Tout en buvant, le petit-fils de la mère Bichu continuait à conter et Détras, un moment perdu dans sa douloureuse rêverie, revint au sentiment de la réalité lorsqu’il l’entendit parler avec un rire trivial du départ de Geneviève et de Panuel.

— Ils ont filé sans tambour ni trompette, fit-il, s’esclaffant, pendant que le pauvre bougre de mari fait le Jacques à l’île Nou. Ah ! les salauds ! Et on les croit bien loin, mais moi…

Détras se retint pour ne pas pousser un rugissement de joie. Ce vaurien allait-il donc le mettre sur la piste si passionnément désirée ?

— Vous savez où ils sont ? demanda-t-il, en s’efforçant de cacher l’émotion qui l’étouffait.

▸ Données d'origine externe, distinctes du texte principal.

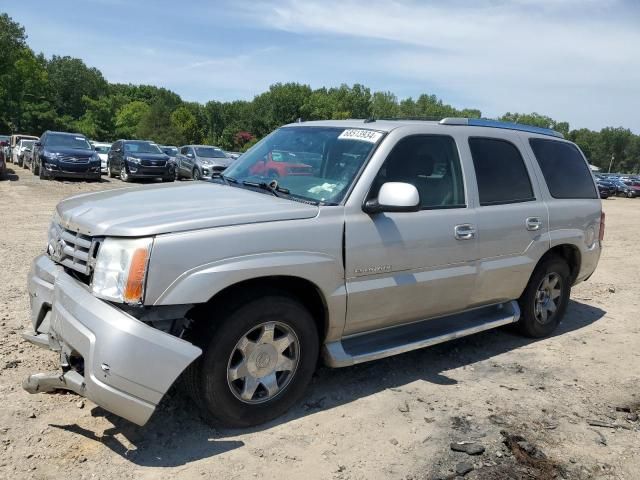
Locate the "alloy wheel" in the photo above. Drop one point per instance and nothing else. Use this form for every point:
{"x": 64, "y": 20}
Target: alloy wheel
{"x": 263, "y": 362}
{"x": 548, "y": 296}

— Peuh ! pas précisément… d’autant plus que je m’en fous, mais, si j’y avais le moindre intérêt, je vous réponds que je saurais bien les dénicher. J’ai rencontré, il n’y a pas huit mois, sur la route de Gênac, un bonhomme ressemblant bougrement à Panuel et qui accompagnait une petite écolière de l’âge de Berthe. Vous comprenez que si l’amant et la gosse sont là, la mère doit y être aussi. Pas vrai ?

Détras fit un geste affirmatif. Il lui eût été impossible de parler, partagé entre la velléité d’étrangler Justin qui se faisait, lui aussi, l’écho de la calomnie, et l’envie de l’embrasser pour l’inappréciable information qu’il lui donnait.